The painting "Marcia - Vanity Fair" is intended to express that more and more people (including the masses) are getting... Read More
The painting "Marcia - Vanity Fair" is intended to express that more and more people (including the masses) are getting caught up in the vortex of the constraints of the fashion and success industry more and more quickly due to fashion dictates and digital media. Beauty at all costs. Although young people are beautiful and successful in the prime of their lives, it is no longer enough to satisfy themselves and society. Often very young people spare no expense or effort and take great dangers (infections) just to be "beautiful". This supposed beauty is short-lived. What remains are the external and internal (mental) scars. These injuries, marked in the picture by surgical cut lines, are the high price that the individual, in this case a young woman with pale makeup, is willing to pay for this flawlessness.

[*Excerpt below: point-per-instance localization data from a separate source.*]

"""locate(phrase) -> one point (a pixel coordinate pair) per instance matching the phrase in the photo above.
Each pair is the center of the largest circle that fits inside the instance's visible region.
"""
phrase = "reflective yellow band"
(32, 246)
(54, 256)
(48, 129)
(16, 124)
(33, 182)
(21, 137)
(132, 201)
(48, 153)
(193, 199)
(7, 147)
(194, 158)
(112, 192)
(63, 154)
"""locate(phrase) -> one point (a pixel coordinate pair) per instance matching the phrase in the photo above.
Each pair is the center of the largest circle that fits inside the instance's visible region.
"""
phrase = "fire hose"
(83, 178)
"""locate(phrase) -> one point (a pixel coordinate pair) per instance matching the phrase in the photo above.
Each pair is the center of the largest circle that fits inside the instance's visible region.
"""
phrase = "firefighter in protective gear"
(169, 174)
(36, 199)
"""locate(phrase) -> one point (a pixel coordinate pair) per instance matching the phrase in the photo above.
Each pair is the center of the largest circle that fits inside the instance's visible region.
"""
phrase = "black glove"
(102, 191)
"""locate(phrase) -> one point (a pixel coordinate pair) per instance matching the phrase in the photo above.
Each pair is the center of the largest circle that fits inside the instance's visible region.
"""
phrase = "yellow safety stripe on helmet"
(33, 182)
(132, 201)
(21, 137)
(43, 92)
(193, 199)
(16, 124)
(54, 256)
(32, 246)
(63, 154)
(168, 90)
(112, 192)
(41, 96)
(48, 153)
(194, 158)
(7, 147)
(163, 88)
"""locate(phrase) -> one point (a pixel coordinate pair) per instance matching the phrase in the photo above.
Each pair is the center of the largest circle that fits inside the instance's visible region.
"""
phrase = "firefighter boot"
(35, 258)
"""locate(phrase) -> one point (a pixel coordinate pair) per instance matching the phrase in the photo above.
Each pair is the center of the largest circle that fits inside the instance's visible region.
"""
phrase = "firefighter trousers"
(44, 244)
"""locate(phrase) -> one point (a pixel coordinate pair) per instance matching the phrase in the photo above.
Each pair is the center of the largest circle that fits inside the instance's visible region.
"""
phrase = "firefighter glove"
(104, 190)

The frontal portrait is based on the self-portrait of Albrecht Dürer 1500 and on portraits of Elizabeth I of England. (Elizabeth I was also prepared to accept serious health damage caused by the mercury in the bleaching ointments for her "Holy Virgin Look")
The portrait shows the young woman in a strictly symmetrical front view and in an idealization that evokes memories of early depictions of Christ and the Madonna.

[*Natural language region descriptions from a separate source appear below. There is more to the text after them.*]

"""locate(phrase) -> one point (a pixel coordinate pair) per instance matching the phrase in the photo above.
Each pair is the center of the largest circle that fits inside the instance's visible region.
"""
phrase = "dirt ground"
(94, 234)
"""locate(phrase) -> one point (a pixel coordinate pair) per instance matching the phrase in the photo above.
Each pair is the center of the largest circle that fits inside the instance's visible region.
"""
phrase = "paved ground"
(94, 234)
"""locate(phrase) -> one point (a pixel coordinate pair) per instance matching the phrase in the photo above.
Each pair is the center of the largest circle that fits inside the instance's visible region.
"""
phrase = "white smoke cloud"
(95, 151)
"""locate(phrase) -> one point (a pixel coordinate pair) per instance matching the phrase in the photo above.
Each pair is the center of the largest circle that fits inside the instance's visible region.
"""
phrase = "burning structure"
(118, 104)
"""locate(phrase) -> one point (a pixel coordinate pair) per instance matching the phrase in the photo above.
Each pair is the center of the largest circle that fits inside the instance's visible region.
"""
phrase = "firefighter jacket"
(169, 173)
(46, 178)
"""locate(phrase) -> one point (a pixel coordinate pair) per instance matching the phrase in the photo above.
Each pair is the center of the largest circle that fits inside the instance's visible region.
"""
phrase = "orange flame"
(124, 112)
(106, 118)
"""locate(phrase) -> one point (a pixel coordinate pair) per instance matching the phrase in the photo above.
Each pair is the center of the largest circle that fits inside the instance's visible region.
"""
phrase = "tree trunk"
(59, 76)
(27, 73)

This increases the meaning of one's own personality.
The pale, almost white complexion is reminiscent of idealized water corpses, which are an expression of immortal beauty and youth.

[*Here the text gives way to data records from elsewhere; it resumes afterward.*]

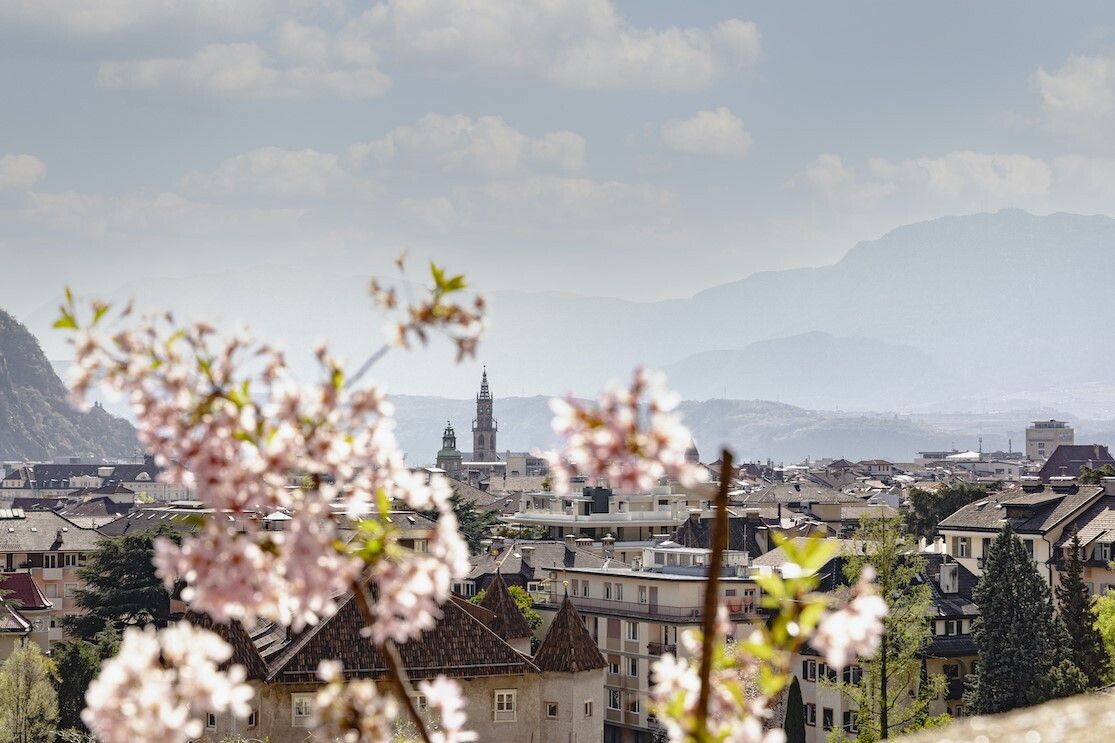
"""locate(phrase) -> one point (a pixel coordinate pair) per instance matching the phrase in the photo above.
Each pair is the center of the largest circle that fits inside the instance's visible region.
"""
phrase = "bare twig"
(395, 671)
(718, 543)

It could be a self-portrait that was painted in front of the mirror. This is to express how self-absorbed and narcissistic the model is. People are only reflected in given social values and thus become dutiful slaves of modern consumer society. The title "Marcia - Vanity Fair" is on the one hand a reference to the ancient painter Marcia, who worked for Pliny the Elder. Ä. in the 35th book of "Naturalis Historiae" was still called Iaia from Kyzikos and was named by Boccaccio between 1360 and 1362 in his book "De claris mulieribus" Marcia and on the other hand to the glossy fashion magazine "Vanity Fair". Likewise to a millieu study and an important work by the English writer William Makepeace Thackeray with the same title "Vanity Fair - a Novel without a Hero".